Acroduster wings are built of wood. The design utilizes a web-and-capstrip wing rib design, using birch plywood rib "webs" enclosed by grooved 1/4" spruce capstrips. The ribs are glued together in a jig.
Remember, though, that the Starduster and Acrodusters have a rather elegant elliptical wing shape. This means that the ribs are going to end up being a lot of different sizes! Fortunately all ribs are the same size for all four wings. To build them, you first cut and build a wing rib jig to fit the smallest sized wing rib. Build four of these ribs. Then, enlarge the jig to fit the next-sized rib. Build four more. Complete the process until done!

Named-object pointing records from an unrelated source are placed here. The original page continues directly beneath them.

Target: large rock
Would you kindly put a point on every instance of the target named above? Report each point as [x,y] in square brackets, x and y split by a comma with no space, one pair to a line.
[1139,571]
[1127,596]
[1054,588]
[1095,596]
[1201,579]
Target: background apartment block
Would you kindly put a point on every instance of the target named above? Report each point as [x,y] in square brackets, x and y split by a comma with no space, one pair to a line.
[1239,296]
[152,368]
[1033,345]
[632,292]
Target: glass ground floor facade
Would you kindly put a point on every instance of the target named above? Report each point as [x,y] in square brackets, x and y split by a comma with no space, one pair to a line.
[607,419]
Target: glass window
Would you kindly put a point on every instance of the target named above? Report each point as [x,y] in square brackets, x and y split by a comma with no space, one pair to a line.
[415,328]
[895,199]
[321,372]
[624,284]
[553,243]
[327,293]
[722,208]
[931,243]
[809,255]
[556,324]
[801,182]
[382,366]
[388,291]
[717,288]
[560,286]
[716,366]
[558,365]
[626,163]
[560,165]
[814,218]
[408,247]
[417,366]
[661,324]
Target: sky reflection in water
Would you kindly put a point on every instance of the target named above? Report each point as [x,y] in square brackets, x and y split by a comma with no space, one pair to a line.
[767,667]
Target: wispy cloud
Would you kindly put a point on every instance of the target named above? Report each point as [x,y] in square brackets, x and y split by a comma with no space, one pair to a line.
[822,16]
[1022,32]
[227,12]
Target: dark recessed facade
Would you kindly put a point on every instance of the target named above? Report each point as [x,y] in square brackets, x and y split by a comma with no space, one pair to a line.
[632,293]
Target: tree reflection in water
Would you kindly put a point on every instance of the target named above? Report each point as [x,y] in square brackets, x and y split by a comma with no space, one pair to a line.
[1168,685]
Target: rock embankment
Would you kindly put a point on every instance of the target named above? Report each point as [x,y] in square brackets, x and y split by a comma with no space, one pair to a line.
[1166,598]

There are nine fullsize ribs per wing on the Acroduster, for a total of thirty-six. Add thirty one more noseribs, and you end up with a lot of ribs! They actually took nearly six months to complete.
The two rib jigs are shown on the work table in the picture. I built one
jib, which would be modified as work progressed for four sizes of
fullsized ribs, and a second jig for the sixteen ribs in front
of the aileron bays. For these locations, the wing's elliptical shape
is given by merely changing the size and length of the aileron ribs, all
are the same from the rear spar forward. The two jigs are closed
tightly using the wooden cams along the bottom of each jig.
A night's rib building would consist of gluing up a couple of
aileron bay ribs and a couple of fullsize ribs, with waxed paper in between,
then clamping shut the jig to let the glue (T-88 epoxy) dry overnight.
The next day, take the four ribs out, and now nail and glue on the plywood
stiffeners and nose pieces, etc. 1/4" aircraft nails were used for this,
their only purpose being to hold the glue joints in close intimate contact!
The fittings at the left attach to the wing spars and anchor the aluminum drag and anti-drag "truss tubes", a critical structural wing member. These are constructed from 2024-T3 aluminum "U" channel extrusion. The fittings were cut quite easily on the little bandsaw, then each was sanded smooth until the edges shined on the belt sander. Then over to the drill press jig to drill the various 1/4" holes.
Making a good hole in aluminum takes more than just
drilling with a 1/4" drill (such an approach would lead
to a somewhat out-of-round, rough hole, and you want
a more precision fit in aircraft work). I first drill
these with a small pilot drill, then a "D" drill bit,
which is just a bit smaller than 1/4". Then REAM the
hole to its exact 1/4" size using a reamer.
Reamer?
What's that? Indeed, this was one of those hard things
to figure out when I first started homebuilding. Reamers
are used in precision metalworking and fabrication, you
can't find them at Home Depot! I finally got a catalog
from a machine tools outlet, Rutland Tool and Supply,
and purchased my "chucking reamers" there.